Habe seit letztes Jahr im November mit dem Magen zu kämpfen.

Mei Hausarzt verschrieb mir erst Dystologes, könnte ja vom Kopf

ausgehen.Wurde nicht besser und verschrieb mir Pantroprazol

wurde nur leicht besser daraufhin hatte er mir eine

Magenspiegelung verordnet. Das Ergebnis war ich muß mir mal

dir Galle abgeklemmt haben und die Gallenflüssigkeit

muß wohl in den Magen und Dündarm gelaufen sein.

Der Hausazt meinte es könnte leicht Chronisch werden.

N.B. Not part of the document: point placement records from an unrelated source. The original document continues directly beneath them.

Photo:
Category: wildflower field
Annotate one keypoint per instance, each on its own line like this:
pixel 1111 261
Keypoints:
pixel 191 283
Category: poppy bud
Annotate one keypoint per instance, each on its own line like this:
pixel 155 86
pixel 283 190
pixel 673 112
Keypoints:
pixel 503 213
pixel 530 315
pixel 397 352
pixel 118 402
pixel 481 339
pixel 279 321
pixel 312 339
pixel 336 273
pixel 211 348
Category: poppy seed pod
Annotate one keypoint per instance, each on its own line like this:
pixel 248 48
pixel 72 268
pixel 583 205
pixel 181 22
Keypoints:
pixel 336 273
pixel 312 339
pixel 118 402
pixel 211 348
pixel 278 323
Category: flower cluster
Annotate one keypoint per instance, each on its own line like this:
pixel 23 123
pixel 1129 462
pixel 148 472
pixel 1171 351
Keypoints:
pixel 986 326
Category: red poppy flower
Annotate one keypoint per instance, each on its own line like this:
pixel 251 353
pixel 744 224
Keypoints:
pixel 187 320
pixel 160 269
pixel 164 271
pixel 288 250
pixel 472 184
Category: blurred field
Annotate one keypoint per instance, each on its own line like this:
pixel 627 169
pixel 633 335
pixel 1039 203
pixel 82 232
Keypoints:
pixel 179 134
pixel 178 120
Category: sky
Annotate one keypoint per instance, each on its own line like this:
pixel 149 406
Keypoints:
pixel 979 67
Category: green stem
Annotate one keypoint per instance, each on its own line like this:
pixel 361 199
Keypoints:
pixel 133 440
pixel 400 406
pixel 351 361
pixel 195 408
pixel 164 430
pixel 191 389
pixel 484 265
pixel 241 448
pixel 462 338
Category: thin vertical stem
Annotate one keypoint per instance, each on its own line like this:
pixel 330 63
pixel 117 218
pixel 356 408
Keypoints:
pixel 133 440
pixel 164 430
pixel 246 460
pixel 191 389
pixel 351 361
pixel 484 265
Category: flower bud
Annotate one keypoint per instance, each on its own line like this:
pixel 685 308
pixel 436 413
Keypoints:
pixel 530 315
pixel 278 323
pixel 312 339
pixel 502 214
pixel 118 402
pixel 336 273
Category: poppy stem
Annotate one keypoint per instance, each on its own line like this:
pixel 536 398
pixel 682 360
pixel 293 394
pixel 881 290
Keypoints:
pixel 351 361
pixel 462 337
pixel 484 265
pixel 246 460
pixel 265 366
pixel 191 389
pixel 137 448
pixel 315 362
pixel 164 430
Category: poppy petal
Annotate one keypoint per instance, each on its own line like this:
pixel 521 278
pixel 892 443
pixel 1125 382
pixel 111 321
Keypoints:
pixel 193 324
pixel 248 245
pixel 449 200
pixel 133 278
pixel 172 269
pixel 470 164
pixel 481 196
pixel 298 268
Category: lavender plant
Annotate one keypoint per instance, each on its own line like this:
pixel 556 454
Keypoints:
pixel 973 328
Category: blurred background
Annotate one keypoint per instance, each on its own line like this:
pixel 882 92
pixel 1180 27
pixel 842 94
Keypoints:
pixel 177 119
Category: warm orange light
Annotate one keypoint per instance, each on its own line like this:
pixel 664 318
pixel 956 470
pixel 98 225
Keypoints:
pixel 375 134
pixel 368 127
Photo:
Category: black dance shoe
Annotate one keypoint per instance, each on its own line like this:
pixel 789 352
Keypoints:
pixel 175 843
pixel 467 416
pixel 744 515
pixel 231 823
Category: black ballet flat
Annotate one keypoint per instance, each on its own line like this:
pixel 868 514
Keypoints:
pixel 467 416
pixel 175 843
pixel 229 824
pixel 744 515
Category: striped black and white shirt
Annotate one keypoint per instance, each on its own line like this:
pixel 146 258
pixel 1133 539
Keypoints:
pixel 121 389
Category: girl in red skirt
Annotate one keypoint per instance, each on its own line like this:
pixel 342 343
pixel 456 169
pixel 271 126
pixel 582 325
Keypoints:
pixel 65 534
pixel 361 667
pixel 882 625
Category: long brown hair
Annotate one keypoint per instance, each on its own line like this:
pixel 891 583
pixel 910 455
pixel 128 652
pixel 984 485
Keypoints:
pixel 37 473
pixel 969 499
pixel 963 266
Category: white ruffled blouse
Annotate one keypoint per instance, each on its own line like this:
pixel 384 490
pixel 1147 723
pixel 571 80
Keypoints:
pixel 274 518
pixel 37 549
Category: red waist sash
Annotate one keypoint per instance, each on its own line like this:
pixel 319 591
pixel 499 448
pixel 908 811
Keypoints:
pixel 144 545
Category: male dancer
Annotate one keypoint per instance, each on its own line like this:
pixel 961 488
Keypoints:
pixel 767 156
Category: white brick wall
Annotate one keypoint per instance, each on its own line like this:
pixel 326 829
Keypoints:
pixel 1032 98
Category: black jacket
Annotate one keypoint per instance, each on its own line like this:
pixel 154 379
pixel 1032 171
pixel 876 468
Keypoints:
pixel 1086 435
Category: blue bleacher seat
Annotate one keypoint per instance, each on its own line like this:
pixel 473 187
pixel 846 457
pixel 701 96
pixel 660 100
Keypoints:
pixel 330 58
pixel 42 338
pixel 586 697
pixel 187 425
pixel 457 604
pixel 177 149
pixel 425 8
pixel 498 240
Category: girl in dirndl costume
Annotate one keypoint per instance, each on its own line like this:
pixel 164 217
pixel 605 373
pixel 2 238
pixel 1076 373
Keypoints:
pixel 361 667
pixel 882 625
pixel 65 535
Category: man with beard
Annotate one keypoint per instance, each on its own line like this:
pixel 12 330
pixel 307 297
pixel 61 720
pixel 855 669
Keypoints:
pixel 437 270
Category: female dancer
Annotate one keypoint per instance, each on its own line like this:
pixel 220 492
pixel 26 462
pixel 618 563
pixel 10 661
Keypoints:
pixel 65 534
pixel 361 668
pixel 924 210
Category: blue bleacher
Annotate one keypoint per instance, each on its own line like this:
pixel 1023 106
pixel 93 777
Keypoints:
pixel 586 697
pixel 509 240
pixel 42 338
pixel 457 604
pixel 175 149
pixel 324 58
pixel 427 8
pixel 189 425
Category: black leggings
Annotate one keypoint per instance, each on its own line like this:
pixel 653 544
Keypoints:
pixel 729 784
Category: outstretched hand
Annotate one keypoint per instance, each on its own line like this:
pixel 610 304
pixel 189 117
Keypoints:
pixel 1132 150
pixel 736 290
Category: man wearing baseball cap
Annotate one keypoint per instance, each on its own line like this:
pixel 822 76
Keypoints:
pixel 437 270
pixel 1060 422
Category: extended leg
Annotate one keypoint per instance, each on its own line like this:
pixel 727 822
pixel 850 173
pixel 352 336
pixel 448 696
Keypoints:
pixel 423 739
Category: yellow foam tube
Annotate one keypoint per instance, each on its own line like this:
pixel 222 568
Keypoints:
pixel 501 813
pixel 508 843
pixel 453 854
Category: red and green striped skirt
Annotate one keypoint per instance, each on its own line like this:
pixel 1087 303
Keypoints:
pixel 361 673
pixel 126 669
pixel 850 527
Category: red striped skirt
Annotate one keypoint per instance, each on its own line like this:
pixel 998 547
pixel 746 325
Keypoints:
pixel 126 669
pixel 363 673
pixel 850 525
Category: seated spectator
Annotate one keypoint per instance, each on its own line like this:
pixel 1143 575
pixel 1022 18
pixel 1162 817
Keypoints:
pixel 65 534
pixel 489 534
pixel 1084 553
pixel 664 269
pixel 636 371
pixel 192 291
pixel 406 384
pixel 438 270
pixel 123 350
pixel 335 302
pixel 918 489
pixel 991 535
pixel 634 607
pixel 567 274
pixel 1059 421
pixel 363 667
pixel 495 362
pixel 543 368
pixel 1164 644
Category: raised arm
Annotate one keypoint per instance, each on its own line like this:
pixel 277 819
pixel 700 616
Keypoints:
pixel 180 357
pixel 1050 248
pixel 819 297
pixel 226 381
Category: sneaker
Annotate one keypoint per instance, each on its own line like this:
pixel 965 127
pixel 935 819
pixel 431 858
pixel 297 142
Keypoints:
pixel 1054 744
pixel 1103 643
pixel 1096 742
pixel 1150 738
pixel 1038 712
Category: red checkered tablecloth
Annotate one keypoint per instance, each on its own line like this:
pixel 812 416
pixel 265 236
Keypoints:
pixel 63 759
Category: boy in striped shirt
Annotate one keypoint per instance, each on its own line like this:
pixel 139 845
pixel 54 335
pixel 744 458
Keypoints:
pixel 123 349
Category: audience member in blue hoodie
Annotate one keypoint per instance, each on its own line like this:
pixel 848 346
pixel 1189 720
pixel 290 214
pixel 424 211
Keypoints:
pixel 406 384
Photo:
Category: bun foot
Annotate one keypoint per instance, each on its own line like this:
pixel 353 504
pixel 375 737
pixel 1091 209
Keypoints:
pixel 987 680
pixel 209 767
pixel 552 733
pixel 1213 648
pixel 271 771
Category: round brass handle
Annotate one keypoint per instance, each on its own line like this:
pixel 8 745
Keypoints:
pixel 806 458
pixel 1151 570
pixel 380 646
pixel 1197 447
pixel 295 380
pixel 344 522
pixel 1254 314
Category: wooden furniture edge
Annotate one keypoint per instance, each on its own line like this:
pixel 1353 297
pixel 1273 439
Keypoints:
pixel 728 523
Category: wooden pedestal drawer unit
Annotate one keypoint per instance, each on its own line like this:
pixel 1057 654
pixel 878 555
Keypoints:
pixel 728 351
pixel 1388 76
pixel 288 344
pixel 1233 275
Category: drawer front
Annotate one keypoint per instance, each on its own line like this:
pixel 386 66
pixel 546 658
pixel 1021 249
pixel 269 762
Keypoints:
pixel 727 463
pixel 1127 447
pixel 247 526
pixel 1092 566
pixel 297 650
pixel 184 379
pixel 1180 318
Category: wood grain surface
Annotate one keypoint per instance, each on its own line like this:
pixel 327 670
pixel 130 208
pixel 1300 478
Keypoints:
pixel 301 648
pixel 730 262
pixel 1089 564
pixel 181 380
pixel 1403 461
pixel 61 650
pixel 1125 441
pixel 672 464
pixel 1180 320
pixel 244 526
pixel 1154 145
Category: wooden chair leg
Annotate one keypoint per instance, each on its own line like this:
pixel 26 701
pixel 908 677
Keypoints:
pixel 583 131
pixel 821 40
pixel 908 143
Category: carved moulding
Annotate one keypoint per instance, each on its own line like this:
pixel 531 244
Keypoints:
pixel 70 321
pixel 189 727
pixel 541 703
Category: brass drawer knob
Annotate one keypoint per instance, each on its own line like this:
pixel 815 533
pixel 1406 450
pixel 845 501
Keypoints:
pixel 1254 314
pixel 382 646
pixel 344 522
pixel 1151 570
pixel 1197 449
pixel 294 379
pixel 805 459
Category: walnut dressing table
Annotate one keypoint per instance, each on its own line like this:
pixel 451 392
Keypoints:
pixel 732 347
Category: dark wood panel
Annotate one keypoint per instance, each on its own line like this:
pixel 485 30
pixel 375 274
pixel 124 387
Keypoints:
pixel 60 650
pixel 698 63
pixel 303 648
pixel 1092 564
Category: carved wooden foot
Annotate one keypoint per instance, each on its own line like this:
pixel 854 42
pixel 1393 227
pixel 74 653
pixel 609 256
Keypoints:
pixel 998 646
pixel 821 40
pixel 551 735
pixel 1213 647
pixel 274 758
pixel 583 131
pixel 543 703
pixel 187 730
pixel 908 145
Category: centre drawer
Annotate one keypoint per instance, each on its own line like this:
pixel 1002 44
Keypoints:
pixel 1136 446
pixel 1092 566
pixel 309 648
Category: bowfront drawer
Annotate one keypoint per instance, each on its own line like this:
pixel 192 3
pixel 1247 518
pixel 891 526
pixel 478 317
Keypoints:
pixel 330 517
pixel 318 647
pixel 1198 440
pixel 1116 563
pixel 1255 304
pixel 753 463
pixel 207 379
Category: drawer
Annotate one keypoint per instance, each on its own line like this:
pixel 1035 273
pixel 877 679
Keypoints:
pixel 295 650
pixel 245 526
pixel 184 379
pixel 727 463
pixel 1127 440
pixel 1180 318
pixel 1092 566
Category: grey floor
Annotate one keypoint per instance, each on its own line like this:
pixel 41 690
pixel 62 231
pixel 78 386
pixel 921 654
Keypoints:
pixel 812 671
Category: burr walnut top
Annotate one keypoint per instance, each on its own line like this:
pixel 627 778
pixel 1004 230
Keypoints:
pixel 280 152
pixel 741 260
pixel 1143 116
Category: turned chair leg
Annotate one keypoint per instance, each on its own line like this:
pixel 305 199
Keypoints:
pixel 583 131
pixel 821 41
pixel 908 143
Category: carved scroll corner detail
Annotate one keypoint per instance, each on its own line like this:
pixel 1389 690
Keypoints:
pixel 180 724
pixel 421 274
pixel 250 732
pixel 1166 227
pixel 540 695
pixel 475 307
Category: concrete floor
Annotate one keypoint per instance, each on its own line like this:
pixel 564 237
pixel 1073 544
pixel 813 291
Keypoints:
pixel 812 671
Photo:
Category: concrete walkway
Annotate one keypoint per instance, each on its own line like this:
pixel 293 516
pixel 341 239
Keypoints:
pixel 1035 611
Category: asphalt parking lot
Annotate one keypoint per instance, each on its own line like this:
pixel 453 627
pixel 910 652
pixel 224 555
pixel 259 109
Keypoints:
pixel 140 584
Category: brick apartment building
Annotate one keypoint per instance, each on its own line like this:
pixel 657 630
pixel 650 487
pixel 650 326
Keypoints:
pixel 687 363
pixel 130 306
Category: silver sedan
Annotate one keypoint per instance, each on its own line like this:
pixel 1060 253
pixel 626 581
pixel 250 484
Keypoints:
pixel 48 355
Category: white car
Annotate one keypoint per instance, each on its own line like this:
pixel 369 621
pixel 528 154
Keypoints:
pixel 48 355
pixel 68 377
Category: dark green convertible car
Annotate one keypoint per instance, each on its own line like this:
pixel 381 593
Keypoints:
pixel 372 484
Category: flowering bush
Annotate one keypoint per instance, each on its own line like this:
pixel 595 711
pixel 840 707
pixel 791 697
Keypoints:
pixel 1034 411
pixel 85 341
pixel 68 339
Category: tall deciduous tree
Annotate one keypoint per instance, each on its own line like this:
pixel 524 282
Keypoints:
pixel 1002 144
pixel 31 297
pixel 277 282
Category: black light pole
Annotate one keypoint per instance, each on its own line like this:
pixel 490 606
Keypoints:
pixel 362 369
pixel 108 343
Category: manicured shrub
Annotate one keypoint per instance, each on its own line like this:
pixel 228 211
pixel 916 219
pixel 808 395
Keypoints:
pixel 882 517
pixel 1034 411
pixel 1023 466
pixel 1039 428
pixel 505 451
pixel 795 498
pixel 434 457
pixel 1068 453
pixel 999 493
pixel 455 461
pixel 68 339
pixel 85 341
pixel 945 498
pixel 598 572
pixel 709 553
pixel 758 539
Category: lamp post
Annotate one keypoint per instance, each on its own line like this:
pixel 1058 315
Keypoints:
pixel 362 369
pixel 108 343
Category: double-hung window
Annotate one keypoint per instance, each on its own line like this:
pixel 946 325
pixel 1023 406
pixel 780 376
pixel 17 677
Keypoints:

Heute im Juli mußich sagen nicht mehr so schlimm wie früher aber

ich merke sobald ich was esse und Trinke ( Kaffee etc. )

merke ich im Oberbauch leichten Druck, ich nehme seit gestern Schüsslersalze

Nr. 4,8,10 und 23 ist das OK und haben Sie noch eine andere Lösung für den Druck?

Der Hausarzt meinte etwas schlimmes ist das nicht.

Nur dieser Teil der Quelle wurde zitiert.